Osnabrück Etwas in die Ecke gedrängt, steht es im Raum 43 im Rathaus: ein hölzernes Rednerpult. Dabei war es im Frühling 2009 noch ein bedeutendes Geschenk. Kurz bevor der letzte Standortkommandeur Colonel Mark Cuthbert-Brown in ein Flugzeug nach London stieg und mit diesem Schritt die größte britische Garnison außerhalb Englands endgültig auflöste, übergab er das Pult dem damaligen Oberbürgermeister Boris Pistorius. Einst hatte es ein deutscher Zivilbeschäftigter für die Briten gebaut, viele Jahre lang wurde es bei Einsatzbesprechungen genutzt.
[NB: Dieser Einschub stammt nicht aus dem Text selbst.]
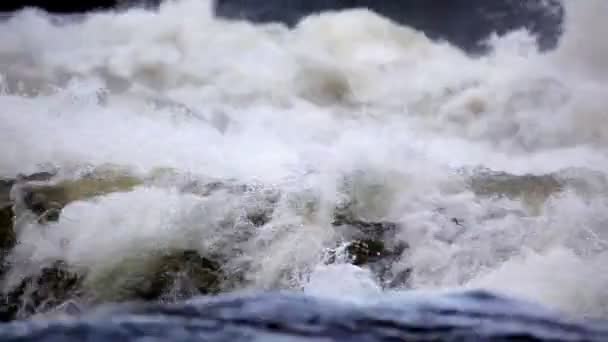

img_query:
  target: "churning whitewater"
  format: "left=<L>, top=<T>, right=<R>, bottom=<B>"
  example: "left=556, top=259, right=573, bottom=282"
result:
left=0, top=0, right=607, bottom=324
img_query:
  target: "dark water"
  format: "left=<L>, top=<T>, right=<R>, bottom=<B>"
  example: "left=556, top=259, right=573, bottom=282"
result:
left=1, top=0, right=563, bottom=53
left=215, top=0, right=563, bottom=52
left=1, top=291, right=607, bottom=341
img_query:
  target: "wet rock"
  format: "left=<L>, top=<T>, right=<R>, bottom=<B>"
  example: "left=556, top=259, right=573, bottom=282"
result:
left=15, top=172, right=56, bottom=183
left=246, top=210, right=272, bottom=227
left=0, top=205, right=16, bottom=254
left=469, top=170, right=563, bottom=199
left=332, top=199, right=400, bottom=249
left=0, top=179, right=15, bottom=248
left=0, top=179, right=15, bottom=208
left=333, top=215, right=398, bottom=240
left=468, top=168, right=563, bottom=214
left=344, top=239, right=407, bottom=267
left=0, top=261, right=84, bottom=322
left=137, top=250, right=223, bottom=301
left=90, top=249, right=223, bottom=303
left=345, top=239, right=389, bottom=266
left=330, top=204, right=409, bottom=288
left=0, top=179, right=16, bottom=270
left=0, top=250, right=222, bottom=321
left=15, top=170, right=142, bottom=223
left=21, top=191, right=62, bottom=223
left=343, top=239, right=409, bottom=288
left=0, top=207, right=15, bottom=291
left=1, top=172, right=57, bottom=262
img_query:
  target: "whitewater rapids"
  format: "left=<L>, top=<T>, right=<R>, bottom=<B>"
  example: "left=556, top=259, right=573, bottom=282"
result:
left=0, top=0, right=607, bottom=322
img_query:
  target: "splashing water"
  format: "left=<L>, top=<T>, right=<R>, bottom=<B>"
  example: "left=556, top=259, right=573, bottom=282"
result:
left=0, top=0, right=607, bottom=321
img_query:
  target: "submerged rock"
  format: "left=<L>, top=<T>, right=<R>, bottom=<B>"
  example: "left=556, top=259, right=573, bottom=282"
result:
left=0, top=250, right=222, bottom=321
left=0, top=179, right=15, bottom=252
left=344, top=239, right=407, bottom=267
left=0, top=179, right=14, bottom=207
left=20, top=191, right=62, bottom=223
left=0, top=205, right=15, bottom=258
left=13, top=170, right=142, bottom=223
left=0, top=179, right=17, bottom=271
left=468, top=168, right=564, bottom=214
left=0, top=205, right=15, bottom=280
left=0, top=261, right=84, bottom=322
left=468, top=167, right=608, bottom=210
left=2, top=168, right=415, bottom=320
left=88, top=249, right=223, bottom=303
left=330, top=238, right=409, bottom=289
left=470, top=170, right=563, bottom=199
left=333, top=215, right=398, bottom=240
left=344, top=239, right=387, bottom=266
left=135, top=250, right=223, bottom=301
left=331, top=202, right=409, bottom=288
left=1, top=173, right=58, bottom=271
left=15, top=172, right=56, bottom=183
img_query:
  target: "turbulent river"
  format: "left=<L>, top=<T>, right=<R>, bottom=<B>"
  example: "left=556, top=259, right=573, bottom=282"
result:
left=0, top=0, right=607, bottom=340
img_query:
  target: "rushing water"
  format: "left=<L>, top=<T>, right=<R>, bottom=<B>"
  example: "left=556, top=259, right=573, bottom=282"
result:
left=2, top=291, right=608, bottom=341
left=0, top=0, right=607, bottom=337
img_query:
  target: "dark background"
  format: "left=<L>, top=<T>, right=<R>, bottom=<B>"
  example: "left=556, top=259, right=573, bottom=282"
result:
left=0, top=0, right=563, bottom=53
left=0, top=0, right=119, bottom=12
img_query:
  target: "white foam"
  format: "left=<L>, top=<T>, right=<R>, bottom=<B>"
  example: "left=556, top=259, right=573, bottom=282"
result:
left=1, top=0, right=607, bottom=318
left=303, top=264, right=382, bottom=302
Stadt-Mitarbeiterin Katja Stricker räumt noch schnell ein paar Akten weg, die darauf liegen. Es wird immer noch genutzt″, erzählt sie. Zwar nicht im Friedenssaal, denn dort hat ein anderes Pult Hausrecht. Doch wenn der Oberbürgermeister auf dem Rathausplatz eine Rede hält, kommt es als variables Rednerpult zum Einsatz.″ Das passiert etwa zweimal im Jahr.
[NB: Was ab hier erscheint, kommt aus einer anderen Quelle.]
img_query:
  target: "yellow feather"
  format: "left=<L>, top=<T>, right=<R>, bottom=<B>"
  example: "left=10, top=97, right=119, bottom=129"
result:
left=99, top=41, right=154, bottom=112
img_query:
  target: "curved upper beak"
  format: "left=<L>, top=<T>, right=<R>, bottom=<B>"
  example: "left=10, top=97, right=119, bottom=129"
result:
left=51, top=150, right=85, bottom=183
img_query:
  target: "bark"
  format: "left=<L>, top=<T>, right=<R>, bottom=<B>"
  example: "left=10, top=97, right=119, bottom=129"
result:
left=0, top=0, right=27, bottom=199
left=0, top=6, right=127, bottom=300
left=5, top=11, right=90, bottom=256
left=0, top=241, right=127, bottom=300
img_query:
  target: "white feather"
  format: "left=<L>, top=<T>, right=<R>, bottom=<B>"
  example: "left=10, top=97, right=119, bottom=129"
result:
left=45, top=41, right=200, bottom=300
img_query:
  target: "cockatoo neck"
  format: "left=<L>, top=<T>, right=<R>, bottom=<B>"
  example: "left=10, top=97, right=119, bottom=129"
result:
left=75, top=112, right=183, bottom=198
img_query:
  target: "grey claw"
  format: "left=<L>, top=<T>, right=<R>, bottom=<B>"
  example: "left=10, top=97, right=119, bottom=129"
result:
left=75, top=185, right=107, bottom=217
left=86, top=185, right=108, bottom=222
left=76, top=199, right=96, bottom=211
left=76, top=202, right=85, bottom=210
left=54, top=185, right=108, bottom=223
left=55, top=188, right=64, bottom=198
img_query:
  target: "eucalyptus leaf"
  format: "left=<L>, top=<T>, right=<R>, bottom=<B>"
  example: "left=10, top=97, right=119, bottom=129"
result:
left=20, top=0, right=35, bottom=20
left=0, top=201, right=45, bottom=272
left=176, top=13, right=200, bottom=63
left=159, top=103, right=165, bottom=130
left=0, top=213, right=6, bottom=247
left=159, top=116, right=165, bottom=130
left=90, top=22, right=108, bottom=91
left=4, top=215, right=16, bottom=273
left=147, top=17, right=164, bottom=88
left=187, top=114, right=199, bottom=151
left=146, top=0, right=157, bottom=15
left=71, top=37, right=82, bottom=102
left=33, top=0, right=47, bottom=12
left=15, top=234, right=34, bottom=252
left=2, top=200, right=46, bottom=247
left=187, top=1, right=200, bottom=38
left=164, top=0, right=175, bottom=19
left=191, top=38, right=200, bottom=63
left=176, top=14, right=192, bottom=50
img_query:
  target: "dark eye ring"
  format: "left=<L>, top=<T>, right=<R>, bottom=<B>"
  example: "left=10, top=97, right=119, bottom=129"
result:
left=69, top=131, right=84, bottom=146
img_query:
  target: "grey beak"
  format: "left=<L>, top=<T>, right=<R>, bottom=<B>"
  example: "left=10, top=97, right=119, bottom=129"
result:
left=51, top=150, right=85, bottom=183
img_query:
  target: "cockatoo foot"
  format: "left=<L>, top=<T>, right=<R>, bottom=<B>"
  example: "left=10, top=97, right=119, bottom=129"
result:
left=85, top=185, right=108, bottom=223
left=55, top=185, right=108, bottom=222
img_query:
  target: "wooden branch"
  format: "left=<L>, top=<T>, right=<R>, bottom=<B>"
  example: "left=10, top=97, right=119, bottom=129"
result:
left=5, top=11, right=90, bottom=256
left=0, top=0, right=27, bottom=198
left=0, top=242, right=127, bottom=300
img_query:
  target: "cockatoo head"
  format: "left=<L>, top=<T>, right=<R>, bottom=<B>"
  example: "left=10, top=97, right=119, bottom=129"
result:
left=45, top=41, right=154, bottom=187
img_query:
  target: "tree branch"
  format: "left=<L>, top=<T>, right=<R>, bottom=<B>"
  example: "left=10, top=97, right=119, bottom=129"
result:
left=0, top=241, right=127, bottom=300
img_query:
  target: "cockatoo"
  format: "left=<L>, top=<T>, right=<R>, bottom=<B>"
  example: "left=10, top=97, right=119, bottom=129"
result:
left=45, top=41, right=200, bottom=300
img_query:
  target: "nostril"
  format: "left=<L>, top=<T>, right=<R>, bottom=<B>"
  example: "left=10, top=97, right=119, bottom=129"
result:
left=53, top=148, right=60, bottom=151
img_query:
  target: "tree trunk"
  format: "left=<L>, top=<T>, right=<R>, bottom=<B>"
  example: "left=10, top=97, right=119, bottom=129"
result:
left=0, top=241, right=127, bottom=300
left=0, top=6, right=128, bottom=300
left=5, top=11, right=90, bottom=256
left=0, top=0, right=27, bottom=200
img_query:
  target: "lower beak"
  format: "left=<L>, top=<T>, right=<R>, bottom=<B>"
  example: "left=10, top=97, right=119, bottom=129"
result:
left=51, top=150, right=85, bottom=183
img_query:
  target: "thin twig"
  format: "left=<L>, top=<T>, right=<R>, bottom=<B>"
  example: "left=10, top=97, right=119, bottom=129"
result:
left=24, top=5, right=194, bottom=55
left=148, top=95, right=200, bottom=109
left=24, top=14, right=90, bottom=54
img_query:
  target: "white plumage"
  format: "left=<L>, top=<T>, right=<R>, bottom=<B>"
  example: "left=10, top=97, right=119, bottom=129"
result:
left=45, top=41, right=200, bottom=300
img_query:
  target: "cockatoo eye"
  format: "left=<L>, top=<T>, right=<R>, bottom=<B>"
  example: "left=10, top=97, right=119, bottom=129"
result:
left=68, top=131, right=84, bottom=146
Die Briten kamen 1945 als Befreier, blieben dann als Besatzer, wurden später Nato-Partner und gingen in Frieden. Und hinterließen natürlich weitaus mehr als ein Pult.

Etwa diesen Ort in der Berghoffstraße, an dem die Königin überall ist: Von Tellern, Bildern und Postern lächelt sie huldvoll auf das Geschehen unter ihr. Jung geblieben ist sie hier, in diesem einem Pub ähnlichen Treffpunkt der Royal British Legion. Wer in Osnabrück ein Stück britischer Inselkultur finden möchte, ist hier richtig. Der Mann hinter dem Tresen trägt ein T-Shirt mit dem Wappen der englischen Fußballnationalmannschaft, neben zugegeben deutschem Bier gibt es britische Chips.

In einer der Ecken spielen Männer Darts, im Fernsehen an der Wand läuft ein englischer Sender, und neben Bildnissen von Queen Elizabeth II. finden sich diverse andere britische Devotionalien: Die Wände sind unter Unmengen von Kompanieabzeichen nur noch zu erahnen, und natürlich sieht man knallrote Poppys in jeglicher Form. Die Mohnblumen stehen im Vereinigten Königreich seit dem Ersten Weltkrieg für das Gedenken an gefallene Soldaten sie zu tragen bedeutet, die Truppen zu unterstützen.

Irene Magee trägt die Blume als Anstecker am Revers und erzählt stolz, was die Royal British Legion in den kommenden Woche noch alles veranstalten wird: eine Reggae-Night, den großen Tag der offenen Tür am 26. August und im Herbst ein Oktoberfest. Wir machen hier sehr viele Dinge für alle″, sagt sie auf Englisch. Magee ist Engländerin, kam nach Osnabrück als Frau eines Soldaten, blieb hier und kommt nun regelmäßig in dieses Miniaturengland in der Berghoffstraße. Hier trifft sie oft auch ihre Tochter, die extra aus Gütersloh anreist.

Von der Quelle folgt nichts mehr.